La Iglesia proclama el Evangelio desde un contexto y una cultura
determinada. Por eso, lo que necesita conservar es el "sentido" o "significado", es decir, el contenido de la fe; pero no necesariamente el lenguaje en que quedó acuñado tal significado. El valor dogmático de las definiciones cristológicas no es absoluto, sino relativo y relacional. En efecto, por el contenido se relaciona con la cristología neotestamentaria; es relativo en la expresión porque no representa la única vía posible para expresar el misterio.
Los principales límites y peligros del dogma cristológico son: el
motivo soteriológico tiende a caer en la sombra, dando prioridad a la constitución ontológica de la persona de Jesucristo; la dimensión personal y trinitaria del Hijo encarnado deja puesto a favor de una consideración impersonal del Dios-hombre; la dimensión histórica del acontecimiento Cristo y de la vida humana de Jesús queda eclipsada por la consideración abstracta de la integridad de su naturaleza humana; el compromiso personal de Dios en la historia a través de la encarnación da pie a concepciones filosóficas. Por todo esto, es necesario una vuelta a la cristología como "acontecimiento" (así lo hizo el Nuevo Testamento) y, en particular, a la cristología funcional del kerigma primitivo.
La cristología posterior a Calcedonia absolutizó el modelo
calcedonense; es más, la cristología tradicional está caracterizada por una tendencia hacia una ontología de Cristo, separada de la soteriología y hacia un acercamiento "descendente", separado del complemento necesario de una perspectiva "ascendente". 2.2 Para una renovación de la cristología
a) El aspecto histórico
Este es el primer aspecto que debemos recuperar y combinar con el
ontológico. La entrada personal de Dios en la historia y de su designio salvífico en Jesucristo. La historia de Jesús de Nazaret ha de ser descubierta como la autocomunicación de Dios al hombre. La verdadera transformación realizada en la humanidad de Jesús al pasar del estado kenótico al estado glorioso en su resurrección nos lleva a considerar su "psicología humana", su conciencia y voluntad, sus acciones y actitudes. No se puede amenazar la realidad de la verdadera humanidad de Jesús invocando el principio de las "perfecciones absolutas" o la noción abstracta de una naturaleza humana completa e integral.
b) El aspecto personal y trinitario
Jesucristo no es un Dios-hombre, sino el Hijo de Dios hecho
hombre. Esto significa evidenciar más la dimensión trinitaria del misterio. El carácter único de la relación interpersonal del Hijo con el Padre, experimentada por el hombre Jesús, expresa la realidad concreta del misterio de la "unión hipostática". La relación personal intratrinitaria del Hijo con el Padre se "humaniza" en Jesús y fue experimentada por él como hombre. La cristología es inseparable del misterio trinitario.

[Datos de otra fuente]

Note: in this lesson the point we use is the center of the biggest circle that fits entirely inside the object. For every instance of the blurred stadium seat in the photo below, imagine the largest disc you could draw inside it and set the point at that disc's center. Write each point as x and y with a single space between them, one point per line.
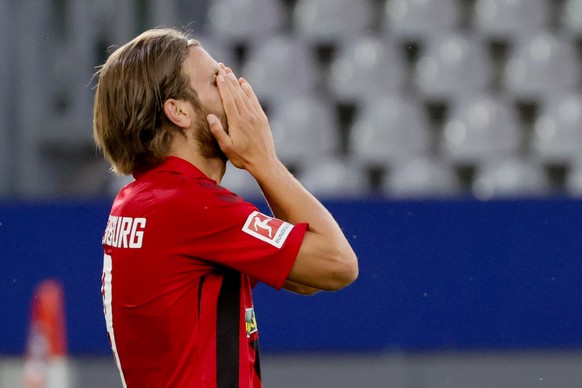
480 127
419 19
243 20
280 66
421 177
304 128
557 136
387 129
574 179
539 64
366 66
510 177
509 19
333 177
571 16
453 64
325 21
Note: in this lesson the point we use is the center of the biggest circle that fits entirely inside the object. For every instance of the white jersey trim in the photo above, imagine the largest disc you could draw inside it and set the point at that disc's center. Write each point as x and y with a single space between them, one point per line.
106 292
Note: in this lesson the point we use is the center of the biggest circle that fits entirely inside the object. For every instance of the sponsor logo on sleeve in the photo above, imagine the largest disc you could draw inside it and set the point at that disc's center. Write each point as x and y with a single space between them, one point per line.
268 229
250 321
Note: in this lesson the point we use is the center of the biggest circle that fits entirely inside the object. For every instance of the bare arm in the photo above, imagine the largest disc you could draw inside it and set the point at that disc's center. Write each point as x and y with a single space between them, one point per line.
325 260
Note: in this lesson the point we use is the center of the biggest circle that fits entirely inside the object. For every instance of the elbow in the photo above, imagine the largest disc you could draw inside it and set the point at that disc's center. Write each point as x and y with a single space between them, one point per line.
343 273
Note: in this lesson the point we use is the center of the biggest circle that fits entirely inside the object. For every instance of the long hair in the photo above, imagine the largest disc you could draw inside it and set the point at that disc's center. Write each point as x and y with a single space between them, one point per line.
129 124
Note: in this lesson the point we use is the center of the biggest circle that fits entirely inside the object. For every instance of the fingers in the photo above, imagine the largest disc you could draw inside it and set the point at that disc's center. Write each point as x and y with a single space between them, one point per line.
254 100
218 131
240 95
228 100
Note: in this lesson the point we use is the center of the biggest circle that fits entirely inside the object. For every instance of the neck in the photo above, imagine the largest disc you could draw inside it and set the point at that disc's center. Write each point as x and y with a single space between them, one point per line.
214 168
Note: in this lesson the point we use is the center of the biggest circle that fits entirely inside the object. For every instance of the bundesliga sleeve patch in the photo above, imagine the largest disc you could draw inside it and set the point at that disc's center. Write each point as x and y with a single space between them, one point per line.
268 229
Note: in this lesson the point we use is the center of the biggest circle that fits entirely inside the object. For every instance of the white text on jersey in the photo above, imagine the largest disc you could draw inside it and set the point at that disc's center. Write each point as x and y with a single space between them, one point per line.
124 232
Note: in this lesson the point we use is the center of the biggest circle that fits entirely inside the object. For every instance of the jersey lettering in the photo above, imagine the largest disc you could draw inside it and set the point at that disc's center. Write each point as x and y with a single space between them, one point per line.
124 232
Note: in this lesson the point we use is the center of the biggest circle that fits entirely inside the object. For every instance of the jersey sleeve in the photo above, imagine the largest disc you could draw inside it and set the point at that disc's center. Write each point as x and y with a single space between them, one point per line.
223 230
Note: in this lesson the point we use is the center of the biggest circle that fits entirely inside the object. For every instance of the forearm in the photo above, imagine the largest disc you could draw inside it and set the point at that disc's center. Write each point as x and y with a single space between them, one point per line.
325 260
291 202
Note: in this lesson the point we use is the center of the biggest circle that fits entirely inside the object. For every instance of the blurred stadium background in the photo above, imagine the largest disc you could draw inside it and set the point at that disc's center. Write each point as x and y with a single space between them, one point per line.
446 135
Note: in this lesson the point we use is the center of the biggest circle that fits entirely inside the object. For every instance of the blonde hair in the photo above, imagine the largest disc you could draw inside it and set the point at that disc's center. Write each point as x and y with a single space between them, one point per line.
129 124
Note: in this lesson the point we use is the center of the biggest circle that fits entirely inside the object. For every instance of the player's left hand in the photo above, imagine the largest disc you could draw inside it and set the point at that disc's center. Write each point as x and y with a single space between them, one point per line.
249 142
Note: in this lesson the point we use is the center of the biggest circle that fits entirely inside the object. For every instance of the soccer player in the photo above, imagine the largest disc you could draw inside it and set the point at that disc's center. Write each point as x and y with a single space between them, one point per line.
182 253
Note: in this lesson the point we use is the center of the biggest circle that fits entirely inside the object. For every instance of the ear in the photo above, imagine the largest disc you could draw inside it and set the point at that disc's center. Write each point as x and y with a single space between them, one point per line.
179 112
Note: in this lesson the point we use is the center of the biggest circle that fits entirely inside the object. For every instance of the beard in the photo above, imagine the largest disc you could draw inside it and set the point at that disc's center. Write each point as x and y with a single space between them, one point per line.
207 143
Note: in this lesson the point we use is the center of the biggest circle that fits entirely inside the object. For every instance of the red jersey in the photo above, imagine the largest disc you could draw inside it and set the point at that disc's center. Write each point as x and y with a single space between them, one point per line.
181 257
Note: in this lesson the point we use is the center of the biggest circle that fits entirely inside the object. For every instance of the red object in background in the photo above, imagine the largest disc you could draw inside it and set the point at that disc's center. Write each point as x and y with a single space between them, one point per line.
47 333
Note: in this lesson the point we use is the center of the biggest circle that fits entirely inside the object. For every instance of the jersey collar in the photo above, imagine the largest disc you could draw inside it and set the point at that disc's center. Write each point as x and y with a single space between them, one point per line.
174 164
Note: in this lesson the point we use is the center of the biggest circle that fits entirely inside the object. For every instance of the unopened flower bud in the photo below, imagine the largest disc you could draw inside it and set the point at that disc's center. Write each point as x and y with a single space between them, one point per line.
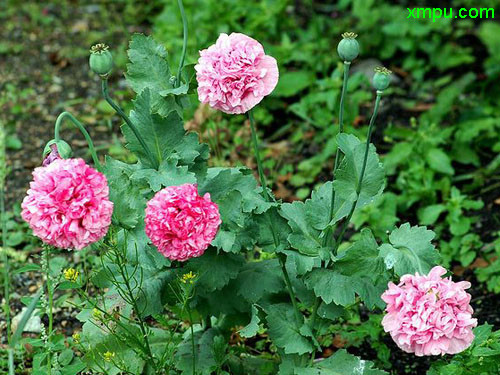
381 78
108 356
101 60
56 150
348 47
76 337
71 274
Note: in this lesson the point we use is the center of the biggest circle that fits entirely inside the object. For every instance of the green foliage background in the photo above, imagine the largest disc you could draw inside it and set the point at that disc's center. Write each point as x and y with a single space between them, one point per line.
437 135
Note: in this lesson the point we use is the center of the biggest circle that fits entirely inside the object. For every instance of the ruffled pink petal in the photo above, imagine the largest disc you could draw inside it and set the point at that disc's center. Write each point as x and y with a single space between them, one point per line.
235 74
429 315
67 205
180 223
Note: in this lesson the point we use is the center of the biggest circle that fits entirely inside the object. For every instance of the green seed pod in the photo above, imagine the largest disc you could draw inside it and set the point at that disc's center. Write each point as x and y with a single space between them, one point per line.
381 78
62 148
348 47
101 60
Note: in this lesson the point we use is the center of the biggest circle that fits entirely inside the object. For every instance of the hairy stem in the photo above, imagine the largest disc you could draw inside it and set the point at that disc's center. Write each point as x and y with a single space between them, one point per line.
129 123
142 324
361 175
336 164
341 130
184 42
50 296
263 182
193 348
79 125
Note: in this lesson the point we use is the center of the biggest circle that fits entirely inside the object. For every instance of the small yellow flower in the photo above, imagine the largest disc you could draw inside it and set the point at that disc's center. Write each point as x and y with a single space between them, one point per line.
97 314
188 277
76 337
71 274
108 356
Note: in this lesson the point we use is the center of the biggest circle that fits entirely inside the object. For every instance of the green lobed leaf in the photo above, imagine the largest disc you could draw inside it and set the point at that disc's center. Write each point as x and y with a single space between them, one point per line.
236 193
343 363
307 219
251 329
257 279
410 250
128 202
361 258
214 271
168 174
332 286
161 134
205 359
283 331
148 69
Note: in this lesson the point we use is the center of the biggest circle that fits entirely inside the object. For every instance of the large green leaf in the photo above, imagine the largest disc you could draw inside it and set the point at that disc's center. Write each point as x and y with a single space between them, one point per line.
283 330
148 69
348 174
168 174
214 271
307 219
257 279
128 202
332 286
207 353
236 193
362 258
161 134
410 250
341 363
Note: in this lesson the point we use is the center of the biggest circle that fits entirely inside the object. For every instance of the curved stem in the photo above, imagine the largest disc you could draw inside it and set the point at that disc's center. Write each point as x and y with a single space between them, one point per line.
263 182
79 125
361 175
336 165
50 295
130 124
184 42
341 130
193 348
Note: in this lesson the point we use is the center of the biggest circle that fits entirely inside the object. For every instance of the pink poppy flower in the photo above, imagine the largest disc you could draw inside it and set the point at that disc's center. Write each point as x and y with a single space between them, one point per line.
235 74
429 315
67 205
181 223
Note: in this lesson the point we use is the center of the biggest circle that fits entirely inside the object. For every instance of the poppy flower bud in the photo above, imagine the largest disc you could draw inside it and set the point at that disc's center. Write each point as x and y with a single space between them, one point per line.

c) El aspecto soteriológico
Tampoco la cristología puede estar separada de la soteriología. El
motivo soteriológico necesita reintegrarse en la cristología en su forma personal, a modo de "intercambio maravilloso" gracias al cual el Hijo de Dios compartió nuestra humanidad "pecadora" para hacemos partícipes de su misma filiación con el Padre.
d) El dinamismo de la fe
La cristología del Nuevo Testamento se desarrolló, bajo el impulso de la
fe, desde la cristología funcional del kerigma primitivo hacia la ontológica de los escritos posteriores. Esto testifica la necesaria complementariedad e interacción entre una cristología “desde abajo” y una cristología “desde arriba”. Solo así es posible tener en un "acercamiento integral", los distintos aspectos del misterio de Jesucristo, que seguirá estando siempre más allá de la plena comprensión humana.